It is challenging to still hunt in bur oak woods. Every few years I get a deer while sneaking around looking for a place to sit. I see a deer coming and hopefully I am in a situation where I can step into a tree cluster or have some other cover. A couple of times I got a deer with my back parked up tight to a larger tree, since no other cover was available. It is possible to do a Hill style swing draw without leaning away from the tree, but I would suggest practicing that before doing it cold, just like any other unconventional shot. Tonight I was between three 1 foot trees, I sat some, Nifty Seat, and I stood some. There were deer milling around and figured if I kept moving, I would for sure spook them. One lesser buck came into range, I tempted myself, but I changed my mind and let down.

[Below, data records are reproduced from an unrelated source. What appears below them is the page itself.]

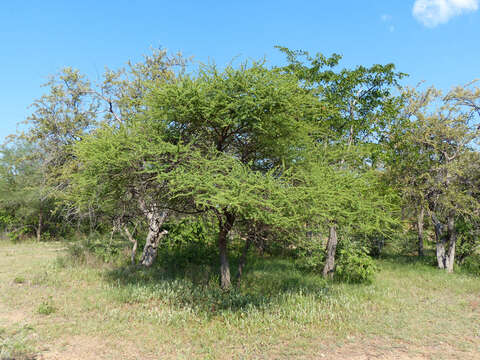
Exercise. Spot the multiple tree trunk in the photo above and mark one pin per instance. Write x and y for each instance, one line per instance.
(420, 218)
(329, 268)
(226, 222)
(445, 242)
(39, 227)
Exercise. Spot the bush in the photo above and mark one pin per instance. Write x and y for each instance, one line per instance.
(310, 255)
(46, 307)
(354, 265)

Still hunting is what some might call a painfully slow endeavor.The slower the better.Use cover, shade,low spots and creek bottoms and background cover.I agree to not use dark camo.I notice hunters really stand out with dark camo.I like light background with branch and leaf overlay.I like to pin leaves on my clothes and especially on my Boonie style hat and outline of body.I wear a facemask.I like softer soles on my footwear.You can feel better with them and not snap as many twigs.Soft clothing is a must.
While still hunting its alot like standhunting most of the time.Because you have to go so slow and sit still alot.You have to see the game before it sees you.Make your movements slow like a sloth.You will see alot of wildlife when still hunting well.If your close to quirrels and other wildlife and thier pretty much not knowing you are thier and acting naturally you are doing well.
Stillhunting will put you in a different mindset and reality.I think it turns into a higher sense of things when into it.Its hard to explain.Its a primordial and spiritual thing.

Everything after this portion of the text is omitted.